Perhaps the cruelest part of the ruling had to do with the fourth factor of fair use, the effect on the market of the work. The court determined from its reading of Field’s ode to tea that “there is no evidence of any market for Field’s works.” Ouch. But there is clearly a market for many books that remain in copyright. And since the Google library project has just begun we don’t have any economic data about Google Book Search’s impact on the market for hard copies. No clear winner here.

In additional, the Nevada court added a critical fifth factor for determining fair use in this case: “Google’s Good Faith.” By providing ways to include and exclude materials from its cache, by providing a way to complain to the company, and by clearly spelling out its intentions in the display of the cache, the court determined that Google was acting in good faith—it was simply trying to provide a useful service and had no intention to profit from Field’s obsession with tea. Google has a number of features that replicate this sense of good faith in its book program, like providing links to libraries and booksellers, methods for publishers and authors to complain, and techniques for preventing user copies of copyrighted works. Advantage for Google et al.

A couple of final points that may work against Google. First, the court made a big deal out of the fact that the cache copying was completely automated, which the Google book project is clearly not. Second, the ruling constantly emphasizes the ability of Field to opt out of the program, but upset book publishers and authors believe this should be opt in, and it’s quite possible another court could agree with that position, which would weaken many of the points made above.

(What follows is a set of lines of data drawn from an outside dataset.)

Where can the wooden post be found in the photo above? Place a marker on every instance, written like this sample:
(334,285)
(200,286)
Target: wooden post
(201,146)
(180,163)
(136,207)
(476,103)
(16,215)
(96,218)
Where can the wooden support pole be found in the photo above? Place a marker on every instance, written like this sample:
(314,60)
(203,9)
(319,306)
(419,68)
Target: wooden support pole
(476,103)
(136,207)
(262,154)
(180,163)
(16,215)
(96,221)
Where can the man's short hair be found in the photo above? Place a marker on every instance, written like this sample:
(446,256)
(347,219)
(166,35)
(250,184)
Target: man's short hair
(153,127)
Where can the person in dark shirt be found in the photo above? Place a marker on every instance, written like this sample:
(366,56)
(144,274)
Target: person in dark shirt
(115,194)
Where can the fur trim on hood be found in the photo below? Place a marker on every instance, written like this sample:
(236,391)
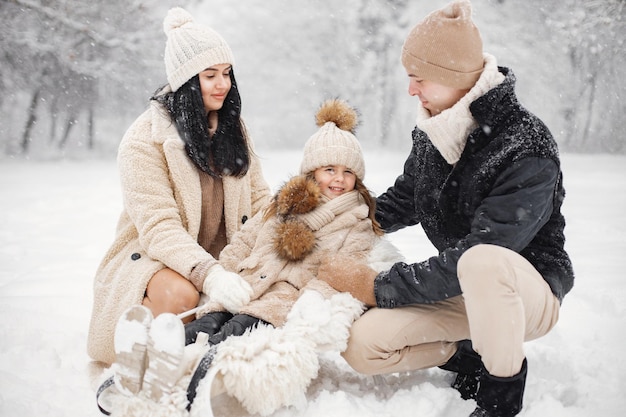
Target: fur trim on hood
(294,240)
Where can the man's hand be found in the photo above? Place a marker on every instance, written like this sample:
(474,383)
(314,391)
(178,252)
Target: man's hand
(350,275)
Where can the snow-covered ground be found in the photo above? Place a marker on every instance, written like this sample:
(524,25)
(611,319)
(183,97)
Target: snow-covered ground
(58,218)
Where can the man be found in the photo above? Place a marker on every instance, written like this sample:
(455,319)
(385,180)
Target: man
(483,179)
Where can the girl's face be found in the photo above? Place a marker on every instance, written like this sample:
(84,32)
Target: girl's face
(214,85)
(434,97)
(335,180)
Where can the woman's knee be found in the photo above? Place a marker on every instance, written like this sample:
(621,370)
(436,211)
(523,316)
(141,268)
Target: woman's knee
(168,291)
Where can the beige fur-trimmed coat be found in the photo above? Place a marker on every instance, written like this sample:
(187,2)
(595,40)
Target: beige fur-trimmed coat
(339,227)
(160,221)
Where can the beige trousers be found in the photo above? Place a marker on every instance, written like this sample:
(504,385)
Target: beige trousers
(505,302)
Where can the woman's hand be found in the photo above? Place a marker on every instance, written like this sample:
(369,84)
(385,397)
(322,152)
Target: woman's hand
(227,288)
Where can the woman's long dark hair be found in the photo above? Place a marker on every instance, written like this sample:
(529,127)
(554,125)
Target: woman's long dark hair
(226,153)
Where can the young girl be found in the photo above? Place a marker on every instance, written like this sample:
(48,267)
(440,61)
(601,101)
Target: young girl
(325,212)
(189,180)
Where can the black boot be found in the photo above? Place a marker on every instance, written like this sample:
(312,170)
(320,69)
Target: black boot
(236,326)
(210,324)
(500,397)
(468,366)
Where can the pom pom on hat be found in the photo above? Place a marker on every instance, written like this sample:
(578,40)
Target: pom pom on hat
(446,47)
(334,143)
(191,48)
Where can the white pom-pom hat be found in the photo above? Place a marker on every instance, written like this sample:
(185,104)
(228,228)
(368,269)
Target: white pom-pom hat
(334,143)
(191,48)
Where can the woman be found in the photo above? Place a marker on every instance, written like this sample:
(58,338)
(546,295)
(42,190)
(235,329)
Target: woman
(189,180)
(324,212)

Google, the Khmer Rouge, and the Public Good

Like Daniel into the lion’s den, Mary Sue Coleman, the President of the University of Michigan, yesterday went in front of the Association of American Publishers to defend her institution’s participation in Google’s massive book digitization project. Her speech, “Google, the Khmer Rouge and the Public Good,” is an impassioned defense of the project, if a bit pithy at certain points. It’s worth reading in its entirety, but here are some highlights with commentary.

In two prior posts, I wondered what will happen to those digital copies of the in-copyright books the university receives as part of its deal with Google. Coleman obviously knew that this was a major concern of her audience, and she went overboard to satisfy them: “Believe me, students will not be reading digital copies of ‘Harry Potter’ in their dorm rooms…We will safeguard the entirety of this archive with the same diligence we accord our most sensitive materials at the University: medical records, Defense Department data, and highly infectious disease agents used in research.” I’m not sure if books should be compared to infectious disease agents, but it seems clear that the digital copies Michigan receives are not likely to make it into “the wild” very easily.

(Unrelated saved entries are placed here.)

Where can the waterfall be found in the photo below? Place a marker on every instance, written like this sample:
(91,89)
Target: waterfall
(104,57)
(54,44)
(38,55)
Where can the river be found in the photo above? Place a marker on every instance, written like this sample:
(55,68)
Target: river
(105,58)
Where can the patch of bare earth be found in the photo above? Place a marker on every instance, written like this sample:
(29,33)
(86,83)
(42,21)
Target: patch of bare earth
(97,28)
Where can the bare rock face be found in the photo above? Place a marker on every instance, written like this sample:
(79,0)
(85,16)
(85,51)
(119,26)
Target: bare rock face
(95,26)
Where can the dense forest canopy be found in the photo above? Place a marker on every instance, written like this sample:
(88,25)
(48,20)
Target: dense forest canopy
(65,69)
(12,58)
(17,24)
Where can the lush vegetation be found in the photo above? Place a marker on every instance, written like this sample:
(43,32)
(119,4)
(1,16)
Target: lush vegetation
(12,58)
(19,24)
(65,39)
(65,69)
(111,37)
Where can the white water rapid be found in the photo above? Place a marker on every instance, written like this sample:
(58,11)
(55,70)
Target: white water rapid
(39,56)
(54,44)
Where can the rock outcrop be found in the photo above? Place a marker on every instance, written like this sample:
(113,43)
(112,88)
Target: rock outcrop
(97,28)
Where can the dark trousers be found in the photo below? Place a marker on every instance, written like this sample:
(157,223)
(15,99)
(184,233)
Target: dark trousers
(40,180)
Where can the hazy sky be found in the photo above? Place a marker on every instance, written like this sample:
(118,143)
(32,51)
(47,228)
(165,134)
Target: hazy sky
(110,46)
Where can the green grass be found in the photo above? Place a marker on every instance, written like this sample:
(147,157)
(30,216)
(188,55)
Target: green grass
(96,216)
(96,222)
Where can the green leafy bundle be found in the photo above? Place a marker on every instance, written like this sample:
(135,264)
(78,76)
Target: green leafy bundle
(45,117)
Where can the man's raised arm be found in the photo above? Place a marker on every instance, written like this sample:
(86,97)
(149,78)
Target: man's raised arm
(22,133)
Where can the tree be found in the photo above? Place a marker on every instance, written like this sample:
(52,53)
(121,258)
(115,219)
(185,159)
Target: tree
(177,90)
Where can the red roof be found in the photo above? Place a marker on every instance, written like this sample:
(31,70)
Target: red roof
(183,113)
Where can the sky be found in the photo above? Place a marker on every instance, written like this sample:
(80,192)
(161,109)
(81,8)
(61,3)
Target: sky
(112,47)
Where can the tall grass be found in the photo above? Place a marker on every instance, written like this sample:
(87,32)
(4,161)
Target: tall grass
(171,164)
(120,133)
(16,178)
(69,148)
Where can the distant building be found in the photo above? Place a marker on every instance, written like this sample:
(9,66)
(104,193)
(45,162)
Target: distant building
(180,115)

Coleman reminded her audience that for a long time the books in the Michigan library did not circulate and were only accessible to the Board of Regents and the faculty (no students allowed, of course). Finally Michigan President James Angell declared that books were “not to be locked up and kept away from readers, but to be placed at their disposal with the utmost freedom.” Coleman feels that the Google project is a natural extension of that declaration, and more broadly, of the university’s mission to disseminate knowledge.

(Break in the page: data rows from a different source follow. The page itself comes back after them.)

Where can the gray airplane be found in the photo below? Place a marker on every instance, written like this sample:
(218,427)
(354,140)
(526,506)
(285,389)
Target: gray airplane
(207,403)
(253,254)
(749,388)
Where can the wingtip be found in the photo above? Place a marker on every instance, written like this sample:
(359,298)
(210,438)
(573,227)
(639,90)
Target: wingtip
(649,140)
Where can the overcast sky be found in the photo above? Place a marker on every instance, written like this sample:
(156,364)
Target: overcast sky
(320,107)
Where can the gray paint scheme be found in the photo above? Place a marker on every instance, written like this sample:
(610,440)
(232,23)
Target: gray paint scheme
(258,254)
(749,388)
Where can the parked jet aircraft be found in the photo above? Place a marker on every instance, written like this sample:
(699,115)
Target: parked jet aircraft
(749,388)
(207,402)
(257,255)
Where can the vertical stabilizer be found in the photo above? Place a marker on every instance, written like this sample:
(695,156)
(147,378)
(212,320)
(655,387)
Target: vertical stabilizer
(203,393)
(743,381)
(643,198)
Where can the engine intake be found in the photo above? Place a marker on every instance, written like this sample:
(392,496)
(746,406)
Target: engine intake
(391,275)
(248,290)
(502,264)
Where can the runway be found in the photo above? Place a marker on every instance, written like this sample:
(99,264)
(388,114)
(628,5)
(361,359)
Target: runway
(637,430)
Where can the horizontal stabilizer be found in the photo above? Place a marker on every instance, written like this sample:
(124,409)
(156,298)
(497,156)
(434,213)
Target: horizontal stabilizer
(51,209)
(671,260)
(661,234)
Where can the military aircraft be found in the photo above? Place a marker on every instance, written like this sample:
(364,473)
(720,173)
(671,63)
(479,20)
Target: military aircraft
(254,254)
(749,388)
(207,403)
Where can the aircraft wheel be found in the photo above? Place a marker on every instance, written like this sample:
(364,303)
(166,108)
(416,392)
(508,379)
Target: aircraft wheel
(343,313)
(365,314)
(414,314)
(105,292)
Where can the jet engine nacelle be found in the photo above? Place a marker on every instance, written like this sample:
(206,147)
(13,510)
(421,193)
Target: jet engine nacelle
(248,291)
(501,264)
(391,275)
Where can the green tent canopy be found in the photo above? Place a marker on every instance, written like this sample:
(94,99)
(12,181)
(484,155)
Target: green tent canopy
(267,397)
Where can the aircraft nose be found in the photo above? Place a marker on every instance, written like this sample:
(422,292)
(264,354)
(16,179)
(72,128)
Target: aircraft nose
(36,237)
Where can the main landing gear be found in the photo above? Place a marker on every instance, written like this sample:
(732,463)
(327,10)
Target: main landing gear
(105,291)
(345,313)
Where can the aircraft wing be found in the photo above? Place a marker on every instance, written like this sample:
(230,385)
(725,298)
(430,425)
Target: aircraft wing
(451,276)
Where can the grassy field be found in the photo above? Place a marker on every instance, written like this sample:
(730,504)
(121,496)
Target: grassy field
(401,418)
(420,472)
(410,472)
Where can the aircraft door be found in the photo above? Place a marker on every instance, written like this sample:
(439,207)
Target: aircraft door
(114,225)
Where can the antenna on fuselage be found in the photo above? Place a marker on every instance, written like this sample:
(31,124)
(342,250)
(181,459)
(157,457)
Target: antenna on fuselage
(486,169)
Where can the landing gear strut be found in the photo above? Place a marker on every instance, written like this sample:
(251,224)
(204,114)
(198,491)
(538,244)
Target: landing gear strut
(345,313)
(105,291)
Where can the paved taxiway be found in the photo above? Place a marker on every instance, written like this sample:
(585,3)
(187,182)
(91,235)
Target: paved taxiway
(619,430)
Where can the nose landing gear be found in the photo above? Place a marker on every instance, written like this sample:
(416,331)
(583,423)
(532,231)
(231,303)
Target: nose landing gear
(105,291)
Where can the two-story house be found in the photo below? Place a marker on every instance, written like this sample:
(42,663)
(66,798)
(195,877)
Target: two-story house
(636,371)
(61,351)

Ultimately, Coleman turns from more abstract notions of sharing and freedom to the more practical considerations of how students learn today: “When students do research, they use the Internet for digitized library resources more than they use the library proper. It’s that simple. So we are obligated to take the resources of the library to the Internet. When people turn to the Internet for information, I want Michigan’s great library to be there for them to discover.” Sounds about right to me.